This is a still from The Simpsons episode “Mathlete’s Feat.” This is what society thinks of people like me. Not that I’m complaining! I like that the episode makes fun of education fads. At least I think it does. It is hard to tell anymore. The Simpsons has been thoroughly infected by the Family Guy “anything for a joke” philosophy, so the episodes don’t hang together the way they once did. Still, it was nice to see a couple of shots taken at the idea that technology can serve as a substitute for good education. But even with that, it wasn’t a sharp attack — just silly people casting off one orthodoxy for another.
But this image struck me because of the “math joke.” The screen at first showed Homer apparently laughing at the joke. It lasted a long time, I assume to give the audience the chance to “get” the joke. Then it pulled back and we saw that actually Homer was laughing at the dog with a box on its head. Why exactly that is funny, I’m not sure. But roughly the same thing can be said for the math joke.
Of course, the purpose of such “jokes” is not to be funny but to be clever. But there is something very subgenius about the whole thing, if you ask me. The joke here is that the math symbols are supposed to read out, “I ate some pie.” But that doesn’t exactly pop out of it.
When I am confronted with such a thing, I just read it out literally. And frankly, I think that is all that ought to be necessary. But that doesn’t work at all here. I read it as, “Imaginary unit eight summation pi.” And from there I quickly managed “ate some pie.” But even that seemed stupid because I don’t recall ever using the phrase “sum whatever.” I might use “sum of whatever.” Okay: I am a super pedant. But I don’t necessarily have a problem with this. It is vaguely clever, the same way it was when we were kids spelling words with upside down calculators. (That is: not very.)
The question is what one is supposed to make of that square root of negative one. It is the imaginary unit: the most basic imaginary number — beloved by differential equations everywhere. And obviously, yes: the imaginary unit is always referred to as i. To be a pedant, that’s i and not I. But okay. What bothers me is exactly what would bother Bill Clinton: what the definition of is is. Note that “two cubed” and “sigma pi” are puns — they depend upon the sound of what they are. The “square root of negative one” is not i; it is represented by i.

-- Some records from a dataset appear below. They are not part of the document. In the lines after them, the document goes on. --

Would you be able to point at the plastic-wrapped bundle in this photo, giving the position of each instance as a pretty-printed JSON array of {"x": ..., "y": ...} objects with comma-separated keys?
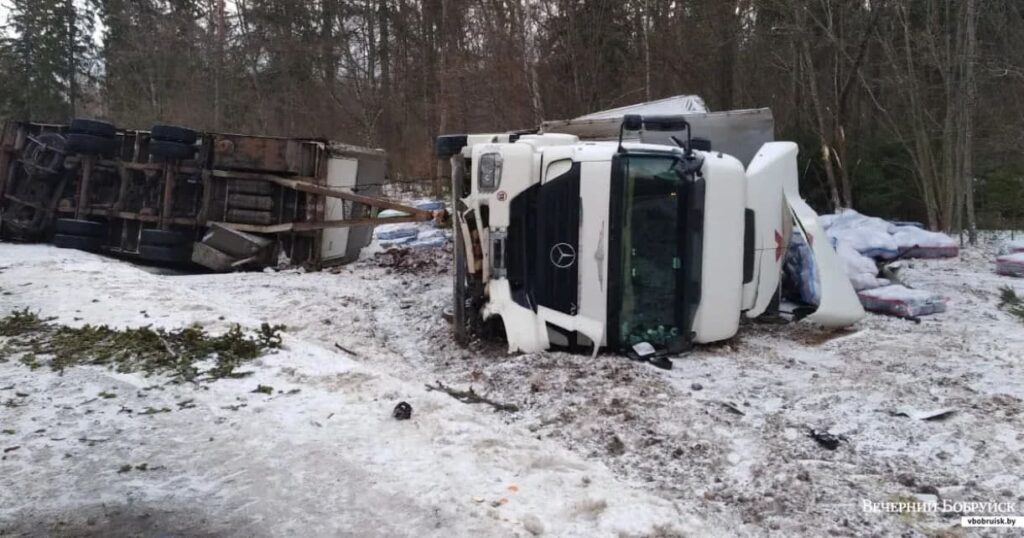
[
  {"x": 902, "y": 301},
  {"x": 428, "y": 205},
  {"x": 1012, "y": 247},
  {"x": 868, "y": 236},
  {"x": 1011, "y": 264},
  {"x": 430, "y": 239},
  {"x": 802, "y": 270},
  {"x": 861, "y": 270},
  {"x": 916, "y": 243},
  {"x": 394, "y": 232}
]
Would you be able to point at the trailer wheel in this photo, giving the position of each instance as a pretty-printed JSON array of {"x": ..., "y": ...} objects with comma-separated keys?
[
  {"x": 163, "y": 238},
  {"x": 92, "y": 127},
  {"x": 90, "y": 145},
  {"x": 72, "y": 226},
  {"x": 171, "y": 151},
  {"x": 173, "y": 254},
  {"x": 173, "y": 133},
  {"x": 78, "y": 242},
  {"x": 449, "y": 145},
  {"x": 460, "y": 286}
]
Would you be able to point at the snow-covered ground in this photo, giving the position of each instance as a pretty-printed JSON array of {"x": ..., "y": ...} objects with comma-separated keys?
[{"x": 600, "y": 447}]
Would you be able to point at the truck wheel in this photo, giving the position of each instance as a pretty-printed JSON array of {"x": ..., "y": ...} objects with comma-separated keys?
[
  {"x": 77, "y": 242},
  {"x": 171, "y": 151},
  {"x": 163, "y": 238},
  {"x": 460, "y": 287},
  {"x": 72, "y": 226},
  {"x": 449, "y": 145},
  {"x": 92, "y": 127},
  {"x": 173, "y": 133},
  {"x": 90, "y": 145},
  {"x": 460, "y": 322},
  {"x": 173, "y": 254}
]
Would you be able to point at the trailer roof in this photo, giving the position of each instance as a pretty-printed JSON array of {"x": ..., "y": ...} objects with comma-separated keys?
[{"x": 667, "y": 107}]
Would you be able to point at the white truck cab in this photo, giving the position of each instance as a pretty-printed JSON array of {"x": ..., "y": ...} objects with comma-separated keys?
[{"x": 615, "y": 244}]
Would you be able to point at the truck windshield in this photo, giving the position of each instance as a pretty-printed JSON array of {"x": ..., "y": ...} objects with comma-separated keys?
[{"x": 652, "y": 218}]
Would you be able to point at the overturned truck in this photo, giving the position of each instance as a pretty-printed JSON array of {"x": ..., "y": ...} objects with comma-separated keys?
[
  {"x": 171, "y": 195},
  {"x": 629, "y": 233}
]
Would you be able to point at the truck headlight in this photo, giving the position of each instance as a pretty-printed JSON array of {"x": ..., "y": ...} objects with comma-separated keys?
[{"x": 489, "y": 172}]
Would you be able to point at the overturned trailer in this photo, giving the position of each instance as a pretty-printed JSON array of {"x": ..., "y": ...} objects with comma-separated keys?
[{"x": 172, "y": 195}]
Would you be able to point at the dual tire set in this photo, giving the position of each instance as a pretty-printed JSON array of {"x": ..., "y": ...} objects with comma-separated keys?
[
  {"x": 155, "y": 245},
  {"x": 94, "y": 137}
]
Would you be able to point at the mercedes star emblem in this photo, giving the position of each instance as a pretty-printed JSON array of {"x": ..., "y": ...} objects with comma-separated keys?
[{"x": 562, "y": 255}]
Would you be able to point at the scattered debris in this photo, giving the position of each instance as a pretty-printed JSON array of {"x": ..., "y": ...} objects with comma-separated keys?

But even if we grant that this is a joke, ultimately, it isn’t a math joke. It’s just a joke that only people with a little mathematical education will be able to get. A joke in the Greek language is not necessarily a “Greek joke.” A math joke is something that deals with, well, math. For example, here’s a joke that people loved in graduate school but always seemed pretty dumb to me:
I think I take a certain personal affront to this “math joke” on The Simpsons because the real object of the joke is nerds themselves. This has always been my problem with the television show The Big Bang Theory. So what you have is a joke that is funny because there are these weird people out there who supposedly find it funny. And actually, there aren’t. “I ate some pie” is funny in the same way as this riddle I learned in the second grade. Question: what state is round on the edges and high in the middle? Answer: Ohio! It’s funny because… Actually, it wasn’t even funny in second grade.
Afterword
This article was always meant to be lighthearted. Calling myself a pedant twice would be a clear giveaway to me. But as a writer/editor, I know that most people read very inaccurately. It makes my profession very hard because I know the things I struggle with the most are lost on 90 percent of the readers. But there is a serious side to this, and it is not that The Big Bang Theory sucks.

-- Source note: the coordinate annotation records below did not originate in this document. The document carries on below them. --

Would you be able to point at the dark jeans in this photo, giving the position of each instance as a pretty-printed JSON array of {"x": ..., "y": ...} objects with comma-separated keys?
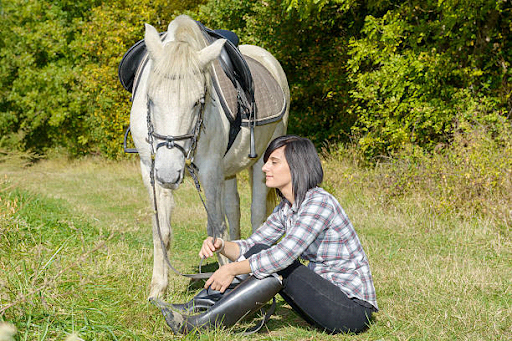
[{"x": 318, "y": 301}]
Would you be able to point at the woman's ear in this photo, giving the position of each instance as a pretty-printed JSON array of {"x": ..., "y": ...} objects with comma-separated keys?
[{"x": 209, "y": 53}]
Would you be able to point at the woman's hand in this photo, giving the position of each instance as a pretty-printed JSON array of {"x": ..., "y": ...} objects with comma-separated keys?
[
  {"x": 221, "y": 279},
  {"x": 209, "y": 247}
]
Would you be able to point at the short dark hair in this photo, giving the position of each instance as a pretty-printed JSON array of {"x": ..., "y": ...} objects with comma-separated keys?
[{"x": 305, "y": 166}]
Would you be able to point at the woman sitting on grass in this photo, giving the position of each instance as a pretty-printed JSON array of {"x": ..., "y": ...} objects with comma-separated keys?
[{"x": 334, "y": 291}]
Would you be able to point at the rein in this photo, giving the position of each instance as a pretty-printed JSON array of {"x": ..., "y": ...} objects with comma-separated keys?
[{"x": 169, "y": 142}]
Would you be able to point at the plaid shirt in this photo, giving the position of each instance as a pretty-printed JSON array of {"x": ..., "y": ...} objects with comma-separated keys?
[{"x": 319, "y": 232}]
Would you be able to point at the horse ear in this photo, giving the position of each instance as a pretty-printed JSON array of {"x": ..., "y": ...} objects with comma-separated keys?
[
  {"x": 211, "y": 52},
  {"x": 153, "y": 42}
]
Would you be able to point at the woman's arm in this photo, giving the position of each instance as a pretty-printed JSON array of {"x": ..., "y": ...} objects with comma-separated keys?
[{"x": 226, "y": 248}]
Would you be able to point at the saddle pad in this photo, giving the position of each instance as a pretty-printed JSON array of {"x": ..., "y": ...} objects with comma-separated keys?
[{"x": 269, "y": 96}]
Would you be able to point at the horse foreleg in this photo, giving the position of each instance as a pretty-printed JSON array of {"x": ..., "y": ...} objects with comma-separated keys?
[
  {"x": 232, "y": 207},
  {"x": 165, "y": 205},
  {"x": 212, "y": 180},
  {"x": 259, "y": 209}
]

This article is fundamentally about the difference between math and its representation. There is a similar problem in physics where people mistake quantum mechanics for reality. It is a model of reality. It predicts reality really well — but not perfectly. And reality is not running equations to figure out what it ought to do when you drop a ball on the surface of the Earth.
Or look at the Rene Magritte painting, La Trahison des Images (“The Treachery of Images”):
At the bottom of the painting, Magritte has written, Ceci n’est pas une pipe. (“This is not a pipe.”)

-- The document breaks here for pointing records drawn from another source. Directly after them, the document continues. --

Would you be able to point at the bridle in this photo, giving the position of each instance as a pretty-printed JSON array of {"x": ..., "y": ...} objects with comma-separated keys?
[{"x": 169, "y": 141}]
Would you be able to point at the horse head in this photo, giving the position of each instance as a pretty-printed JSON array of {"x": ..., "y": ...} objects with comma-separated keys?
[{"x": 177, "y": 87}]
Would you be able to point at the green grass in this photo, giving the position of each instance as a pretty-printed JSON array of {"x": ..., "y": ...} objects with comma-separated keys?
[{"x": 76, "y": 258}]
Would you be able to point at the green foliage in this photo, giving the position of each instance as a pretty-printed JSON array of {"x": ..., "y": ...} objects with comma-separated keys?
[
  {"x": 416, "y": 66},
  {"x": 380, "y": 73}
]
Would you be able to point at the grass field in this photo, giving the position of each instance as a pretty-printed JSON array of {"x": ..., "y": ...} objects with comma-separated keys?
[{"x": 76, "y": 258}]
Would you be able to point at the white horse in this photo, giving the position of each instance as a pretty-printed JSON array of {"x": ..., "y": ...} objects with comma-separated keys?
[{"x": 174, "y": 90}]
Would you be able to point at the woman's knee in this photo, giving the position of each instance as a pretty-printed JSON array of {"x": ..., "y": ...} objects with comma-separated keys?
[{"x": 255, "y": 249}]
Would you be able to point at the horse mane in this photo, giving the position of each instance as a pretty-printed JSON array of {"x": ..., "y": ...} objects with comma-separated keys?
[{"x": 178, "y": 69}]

Many people think the painting is a joke. But Magritte was quite serious. It is not a pipe. It is a painting of a pipe. I really like Magritte’s work, but I’ve never been fond of this one because it is such making such an obvious point (even though it is not obvious to many people) in such a bunt way. But it does sum up his career. He said similar things in much more beautiful and subtle ways.
This may all sound very abstract (You know: like mathematics!) but it’s important because people confuse these things all the time. And it’s an ontological issue. Mathematicians design symbols so that they can communicate with each other. But the math is not the equations any more than Magritte’s painting is a pipe. And if you don’t understand that, you don’t understand math or much of anything important.